A Romantic Day by Myself
The snow was supposed to change to rain about noon and just disappear in the course of the day. Instead the snow started early and has become quite heavy. It is so heavy a layer that I cannot see across the lake to the downtown building or Capital Campus.
My youngest child shares a birthday with Abe Lincoln, the 12th of February. She missed school 6 times in her 13 years of attendance because of heavy snow on her birthday. So it is not too unusual.
My friend Jean just called to tell me the collected prayers from Sunday night to add to my heart on the wall. It is a lovely collection of sharing and hope this week. Jean was remembering her childhood when it snowed today. She shared this story.
When she was in school they never had days off for snow, everyone she knew walked and if the kids lived way out in the country and could not get into school, they just stayed put. At noon, the students would put on their boots and find anything they could to sled down the hill beside the school house for about an hour. When they returned to the classroom, the pot bellied stove would be ablaze of warmth, the mittens and boots surrounded and made the room smell like warm damp wool. Reading was right after lunch break and often on snowy days the teacher would read a story aloud and it provided a bit of a rest for everyone and a rather sleepy, quiet feeling. Jean said, no one read out loud to her at home and this was such a cozy treat and she always felt transported by the story; the warm quiet. “All was right with the world.”
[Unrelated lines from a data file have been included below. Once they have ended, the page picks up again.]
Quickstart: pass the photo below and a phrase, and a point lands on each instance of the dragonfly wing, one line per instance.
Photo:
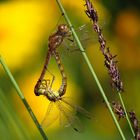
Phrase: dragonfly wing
(51, 116)
(68, 117)
(79, 109)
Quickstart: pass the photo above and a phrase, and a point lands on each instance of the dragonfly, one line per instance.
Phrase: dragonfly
(55, 41)
(118, 110)
(67, 110)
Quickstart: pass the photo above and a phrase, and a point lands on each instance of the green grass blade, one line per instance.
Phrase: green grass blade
(6, 69)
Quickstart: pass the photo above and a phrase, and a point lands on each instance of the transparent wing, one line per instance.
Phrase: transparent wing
(79, 109)
(51, 115)
(69, 117)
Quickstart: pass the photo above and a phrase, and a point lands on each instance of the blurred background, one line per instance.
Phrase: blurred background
(25, 26)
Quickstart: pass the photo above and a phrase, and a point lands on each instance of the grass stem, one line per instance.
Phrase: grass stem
(128, 120)
(6, 69)
(91, 69)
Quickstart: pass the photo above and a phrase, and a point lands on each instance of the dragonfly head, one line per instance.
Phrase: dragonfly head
(63, 29)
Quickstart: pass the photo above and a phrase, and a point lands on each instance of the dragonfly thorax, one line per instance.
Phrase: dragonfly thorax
(63, 29)
(53, 95)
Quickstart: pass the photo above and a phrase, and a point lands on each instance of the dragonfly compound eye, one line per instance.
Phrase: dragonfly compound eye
(63, 29)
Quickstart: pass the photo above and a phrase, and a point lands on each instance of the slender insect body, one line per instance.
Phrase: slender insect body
(44, 87)
(55, 41)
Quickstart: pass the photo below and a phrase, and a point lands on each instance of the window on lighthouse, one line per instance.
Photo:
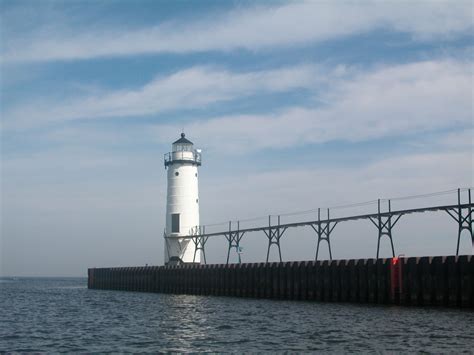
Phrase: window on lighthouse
(175, 223)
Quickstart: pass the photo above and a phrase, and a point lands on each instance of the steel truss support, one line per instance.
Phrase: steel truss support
(234, 237)
(463, 216)
(274, 235)
(384, 224)
(199, 241)
(323, 229)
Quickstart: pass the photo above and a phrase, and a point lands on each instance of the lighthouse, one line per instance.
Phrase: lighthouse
(182, 202)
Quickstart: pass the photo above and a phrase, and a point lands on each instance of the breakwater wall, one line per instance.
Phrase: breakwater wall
(420, 281)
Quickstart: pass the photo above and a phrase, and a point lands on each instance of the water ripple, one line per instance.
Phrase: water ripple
(62, 315)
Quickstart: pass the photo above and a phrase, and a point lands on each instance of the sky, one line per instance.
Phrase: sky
(295, 105)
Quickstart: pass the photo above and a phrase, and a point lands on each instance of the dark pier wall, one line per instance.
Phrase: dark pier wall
(425, 281)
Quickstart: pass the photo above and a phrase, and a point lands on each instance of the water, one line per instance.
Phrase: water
(62, 315)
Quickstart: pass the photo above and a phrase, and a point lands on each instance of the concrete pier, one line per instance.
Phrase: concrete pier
(418, 281)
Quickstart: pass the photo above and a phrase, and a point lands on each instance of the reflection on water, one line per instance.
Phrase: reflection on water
(63, 315)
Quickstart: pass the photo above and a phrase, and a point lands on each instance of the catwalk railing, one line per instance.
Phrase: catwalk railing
(384, 221)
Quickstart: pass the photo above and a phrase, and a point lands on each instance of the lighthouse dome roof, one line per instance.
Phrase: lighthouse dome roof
(183, 140)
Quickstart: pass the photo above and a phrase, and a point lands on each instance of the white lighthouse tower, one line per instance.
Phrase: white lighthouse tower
(182, 204)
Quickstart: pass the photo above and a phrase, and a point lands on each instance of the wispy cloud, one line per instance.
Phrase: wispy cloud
(191, 88)
(261, 27)
(402, 99)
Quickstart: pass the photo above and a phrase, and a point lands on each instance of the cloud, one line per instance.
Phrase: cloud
(195, 87)
(255, 28)
(397, 100)
(60, 221)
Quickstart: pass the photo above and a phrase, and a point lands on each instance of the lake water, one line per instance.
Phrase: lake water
(62, 315)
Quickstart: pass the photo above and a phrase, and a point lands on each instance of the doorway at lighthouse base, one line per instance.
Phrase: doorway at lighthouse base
(181, 251)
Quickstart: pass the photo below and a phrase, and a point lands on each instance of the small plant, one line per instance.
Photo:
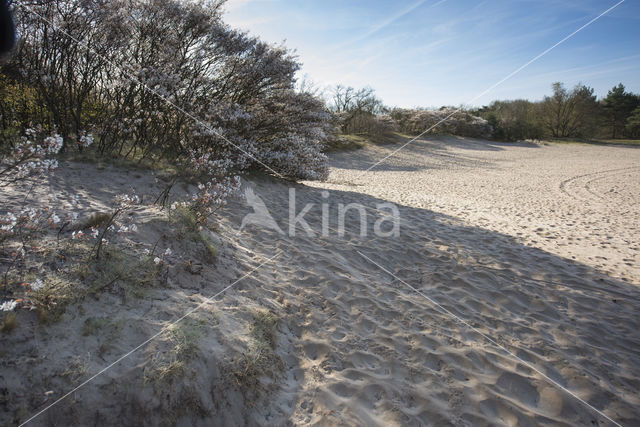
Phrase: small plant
(9, 322)
(260, 359)
(182, 339)
(188, 227)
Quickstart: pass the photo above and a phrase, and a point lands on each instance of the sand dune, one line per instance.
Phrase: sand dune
(533, 246)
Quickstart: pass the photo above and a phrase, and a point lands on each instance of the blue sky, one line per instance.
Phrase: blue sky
(445, 52)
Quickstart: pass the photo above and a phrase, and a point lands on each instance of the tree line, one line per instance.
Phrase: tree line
(575, 113)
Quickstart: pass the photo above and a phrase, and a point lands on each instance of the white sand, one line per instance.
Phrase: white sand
(535, 246)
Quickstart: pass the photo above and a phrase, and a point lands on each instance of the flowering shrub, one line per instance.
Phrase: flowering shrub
(227, 97)
(32, 155)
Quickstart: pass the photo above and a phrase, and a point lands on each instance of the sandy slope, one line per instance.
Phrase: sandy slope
(535, 246)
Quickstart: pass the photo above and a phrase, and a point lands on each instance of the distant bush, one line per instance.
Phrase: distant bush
(513, 120)
(443, 121)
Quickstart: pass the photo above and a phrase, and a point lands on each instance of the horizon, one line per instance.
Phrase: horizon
(435, 53)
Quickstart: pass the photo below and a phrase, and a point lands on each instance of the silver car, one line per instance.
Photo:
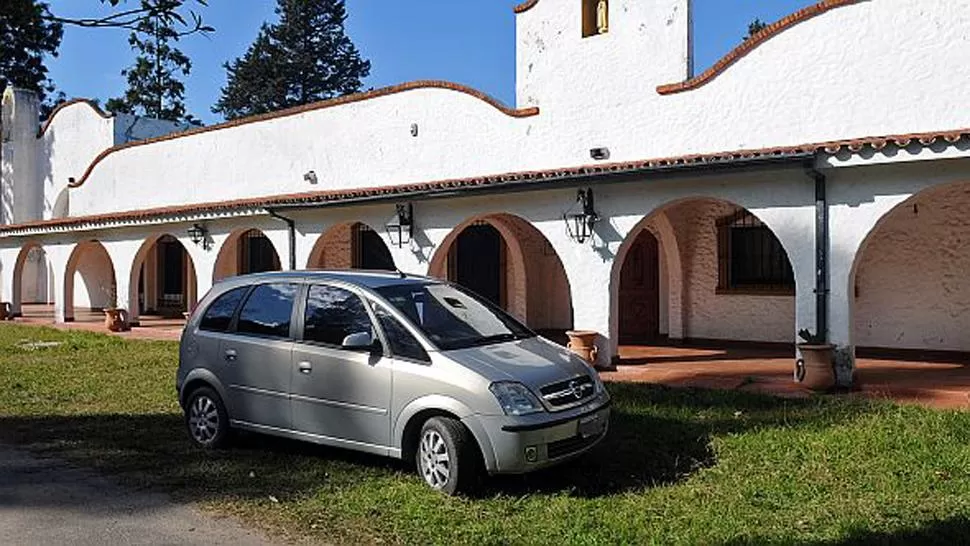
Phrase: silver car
(400, 366)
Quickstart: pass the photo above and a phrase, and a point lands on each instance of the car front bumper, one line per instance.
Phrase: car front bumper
(521, 445)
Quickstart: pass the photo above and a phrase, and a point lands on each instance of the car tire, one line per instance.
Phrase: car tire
(447, 456)
(206, 419)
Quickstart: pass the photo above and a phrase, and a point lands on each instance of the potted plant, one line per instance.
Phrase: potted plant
(815, 369)
(583, 343)
(115, 319)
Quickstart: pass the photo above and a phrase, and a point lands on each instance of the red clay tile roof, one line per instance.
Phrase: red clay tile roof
(526, 177)
(347, 99)
(72, 102)
(752, 42)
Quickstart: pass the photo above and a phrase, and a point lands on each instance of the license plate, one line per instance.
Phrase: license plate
(591, 425)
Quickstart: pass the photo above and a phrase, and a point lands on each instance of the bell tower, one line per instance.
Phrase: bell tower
(574, 53)
(21, 189)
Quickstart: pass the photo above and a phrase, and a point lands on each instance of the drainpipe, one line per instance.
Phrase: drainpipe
(291, 227)
(821, 253)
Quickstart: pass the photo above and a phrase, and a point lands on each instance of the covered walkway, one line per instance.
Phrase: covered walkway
(936, 382)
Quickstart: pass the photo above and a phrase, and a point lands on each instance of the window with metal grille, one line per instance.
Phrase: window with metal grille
(750, 257)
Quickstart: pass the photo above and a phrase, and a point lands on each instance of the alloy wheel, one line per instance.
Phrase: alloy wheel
(203, 419)
(435, 462)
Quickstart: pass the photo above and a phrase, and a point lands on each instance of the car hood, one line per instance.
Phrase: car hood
(535, 362)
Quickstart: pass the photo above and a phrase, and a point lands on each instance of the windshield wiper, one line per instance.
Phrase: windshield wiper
(497, 338)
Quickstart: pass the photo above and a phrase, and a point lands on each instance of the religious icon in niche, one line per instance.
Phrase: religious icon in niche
(596, 17)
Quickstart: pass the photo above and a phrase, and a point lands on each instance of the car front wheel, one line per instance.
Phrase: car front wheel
(207, 419)
(447, 456)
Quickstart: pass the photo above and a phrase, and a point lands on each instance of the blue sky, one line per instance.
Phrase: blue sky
(466, 41)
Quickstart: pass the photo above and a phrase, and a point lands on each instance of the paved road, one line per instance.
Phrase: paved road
(45, 502)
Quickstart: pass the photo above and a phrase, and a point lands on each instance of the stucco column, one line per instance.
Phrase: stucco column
(63, 288)
(8, 260)
(588, 269)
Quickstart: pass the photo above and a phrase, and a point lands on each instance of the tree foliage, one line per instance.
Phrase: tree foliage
(305, 57)
(155, 88)
(173, 12)
(755, 27)
(25, 38)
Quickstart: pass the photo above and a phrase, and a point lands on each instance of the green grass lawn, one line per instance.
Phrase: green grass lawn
(679, 467)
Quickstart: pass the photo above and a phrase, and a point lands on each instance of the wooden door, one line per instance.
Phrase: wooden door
(640, 292)
(479, 262)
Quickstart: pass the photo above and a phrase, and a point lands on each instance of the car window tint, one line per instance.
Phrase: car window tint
(218, 316)
(402, 342)
(332, 314)
(268, 310)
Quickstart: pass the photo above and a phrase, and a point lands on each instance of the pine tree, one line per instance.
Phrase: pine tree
(25, 38)
(305, 57)
(155, 88)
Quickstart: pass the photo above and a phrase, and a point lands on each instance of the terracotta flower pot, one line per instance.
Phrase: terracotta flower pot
(816, 369)
(116, 320)
(583, 343)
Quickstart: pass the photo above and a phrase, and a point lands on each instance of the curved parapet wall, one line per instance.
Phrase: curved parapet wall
(67, 104)
(358, 97)
(397, 135)
(752, 42)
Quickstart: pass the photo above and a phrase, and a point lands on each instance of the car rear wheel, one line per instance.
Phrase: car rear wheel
(207, 419)
(447, 456)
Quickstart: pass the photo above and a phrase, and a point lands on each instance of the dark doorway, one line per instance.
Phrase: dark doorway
(639, 305)
(256, 253)
(370, 252)
(171, 274)
(477, 262)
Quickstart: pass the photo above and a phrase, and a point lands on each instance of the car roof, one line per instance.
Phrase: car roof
(365, 278)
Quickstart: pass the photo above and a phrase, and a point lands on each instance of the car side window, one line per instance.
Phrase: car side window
(332, 314)
(218, 316)
(401, 341)
(268, 311)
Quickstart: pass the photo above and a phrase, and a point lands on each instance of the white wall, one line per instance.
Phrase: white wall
(912, 283)
(810, 83)
(707, 314)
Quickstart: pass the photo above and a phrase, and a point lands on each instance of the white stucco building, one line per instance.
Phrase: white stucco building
(817, 177)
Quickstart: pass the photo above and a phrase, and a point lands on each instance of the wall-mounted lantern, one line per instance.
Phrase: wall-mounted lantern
(200, 236)
(581, 217)
(400, 226)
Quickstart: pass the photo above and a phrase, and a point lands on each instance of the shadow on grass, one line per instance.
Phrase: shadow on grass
(658, 436)
(937, 533)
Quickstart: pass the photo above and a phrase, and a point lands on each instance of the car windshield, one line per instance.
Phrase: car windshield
(452, 318)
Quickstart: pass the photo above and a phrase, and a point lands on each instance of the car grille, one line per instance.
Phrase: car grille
(568, 393)
(570, 445)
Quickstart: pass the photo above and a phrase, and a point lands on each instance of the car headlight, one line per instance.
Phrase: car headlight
(600, 388)
(515, 398)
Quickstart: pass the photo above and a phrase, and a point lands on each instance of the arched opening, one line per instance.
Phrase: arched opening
(33, 283)
(245, 252)
(508, 261)
(909, 289)
(163, 281)
(702, 270)
(89, 283)
(351, 246)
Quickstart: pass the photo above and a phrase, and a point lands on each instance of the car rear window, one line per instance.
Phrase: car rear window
(268, 311)
(219, 315)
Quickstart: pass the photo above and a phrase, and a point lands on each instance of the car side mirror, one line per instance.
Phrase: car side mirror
(359, 341)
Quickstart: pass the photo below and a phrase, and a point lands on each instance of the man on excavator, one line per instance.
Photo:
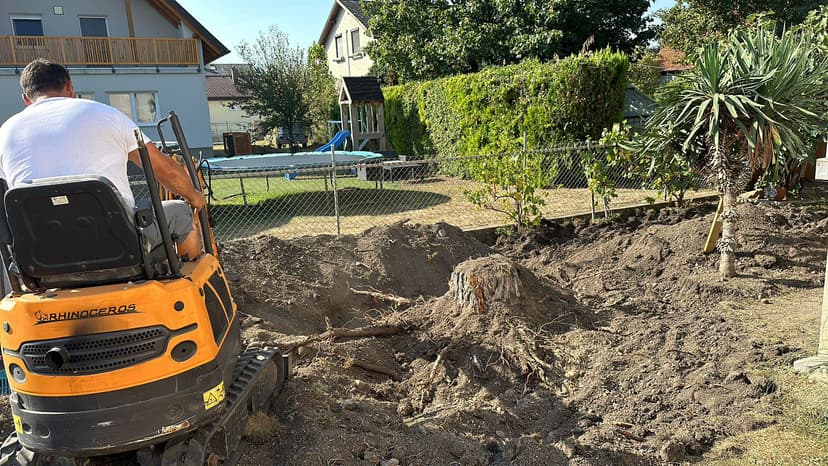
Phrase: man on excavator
(59, 135)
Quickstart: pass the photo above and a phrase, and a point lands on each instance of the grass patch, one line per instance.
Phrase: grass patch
(799, 433)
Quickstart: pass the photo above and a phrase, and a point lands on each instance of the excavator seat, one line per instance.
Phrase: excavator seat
(73, 231)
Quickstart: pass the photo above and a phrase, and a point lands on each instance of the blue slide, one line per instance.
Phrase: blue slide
(338, 140)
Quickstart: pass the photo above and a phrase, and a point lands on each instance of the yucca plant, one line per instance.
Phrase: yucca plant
(748, 99)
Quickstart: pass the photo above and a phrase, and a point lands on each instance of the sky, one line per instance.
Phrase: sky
(301, 20)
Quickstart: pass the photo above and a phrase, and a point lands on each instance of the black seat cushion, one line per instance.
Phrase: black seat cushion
(69, 227)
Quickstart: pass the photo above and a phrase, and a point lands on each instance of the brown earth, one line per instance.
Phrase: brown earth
(577, 344)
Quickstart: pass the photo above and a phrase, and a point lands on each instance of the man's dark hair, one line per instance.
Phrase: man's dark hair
(41, 76)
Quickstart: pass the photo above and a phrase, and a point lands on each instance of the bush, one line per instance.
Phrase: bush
(562, 102)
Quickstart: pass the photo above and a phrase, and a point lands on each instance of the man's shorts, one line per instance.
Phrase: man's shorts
(179, 220)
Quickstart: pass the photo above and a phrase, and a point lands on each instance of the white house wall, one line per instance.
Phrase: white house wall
(182, 92)
(349, 66)
(178, 88)
(147, 20)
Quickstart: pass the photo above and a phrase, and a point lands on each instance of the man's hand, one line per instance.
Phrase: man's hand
(196, 201)
(172, 175)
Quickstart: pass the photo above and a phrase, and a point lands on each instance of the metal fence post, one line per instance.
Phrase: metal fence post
(336, 193)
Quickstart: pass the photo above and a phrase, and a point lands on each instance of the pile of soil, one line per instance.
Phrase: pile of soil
(577, 344)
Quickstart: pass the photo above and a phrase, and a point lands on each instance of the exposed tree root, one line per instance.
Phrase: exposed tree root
(334, 333)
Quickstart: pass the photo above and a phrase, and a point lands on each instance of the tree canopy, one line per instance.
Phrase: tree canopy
(426, 39)
(689, 24)
(278, 82)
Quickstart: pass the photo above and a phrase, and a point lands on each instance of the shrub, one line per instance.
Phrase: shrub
(556, 103)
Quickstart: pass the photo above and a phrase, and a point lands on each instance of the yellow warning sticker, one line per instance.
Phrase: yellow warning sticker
(214, 396)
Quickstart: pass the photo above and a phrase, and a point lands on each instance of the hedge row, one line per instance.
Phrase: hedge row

As much as I miss the joy and fun a snow day brought to the house when the kiddos were growing, and this time of the year it gave us an afternoon of working on their Valentines for school friends and baking something tasty to go with hot chocolate, I am enjoying the silence of the snow today.
I have several times left my post and gone to sit and watch it just fall and dance around. Big wet flakes are filling up the trees, the top of the hedge and all the spots in between. It is already too deep for me to go anywhere; I am so fortunate to have nowhere to go – no demand of my time.
I awoke this morning thinking about my death – embracing it and making a list of all the things I still need to take care of and share.
I want to make at least a $1,000 a month for more than a year; I have a class lined up to take on making money for Lenten practice. I would like to write a post which gets over 100 comments. I need to make sure my honey knows how to pay the bills, on line, and what my plan has been for our investments. I need to know that one of my children can find and maintain a “best friend” relationship enough to last a lifetime and nearby – not another continent away. I need to know that one child will reach her academic goal and her writing goal – and also share her life with a baby, and that one child will be safe from “preying on people” and will understand money and be able to use it. Still is a very tall order on my draft list.
Then I get to the sad issues and I push away from dealing with them or acknowledging them – no time today.
On to the tough issues, when do I stop going to the doctors? If I don’t want to bankrupt my family, when will I know when to just work on myself and not ask for help? The first bill from the radiologists just came in $7,000.00 when I thought I was having a heart attack – only to discover it is a pulled muscle or tear. $351.00 for the shot for pain relief, when will I know not to go, when will I know not to keep trying and trying and preventing and preventing? It was not this time.
I wanted to write a funny post today. I think I would rather go get my blanket, book and curl up in my chair. I want to put the peace, beauty, and solitude of this day into my memory bank.
When do you know when you have received your answer?
I started reading books about Abe Lincoln when I was seven? What do you think about Abe?
What is your fondest memory of snow?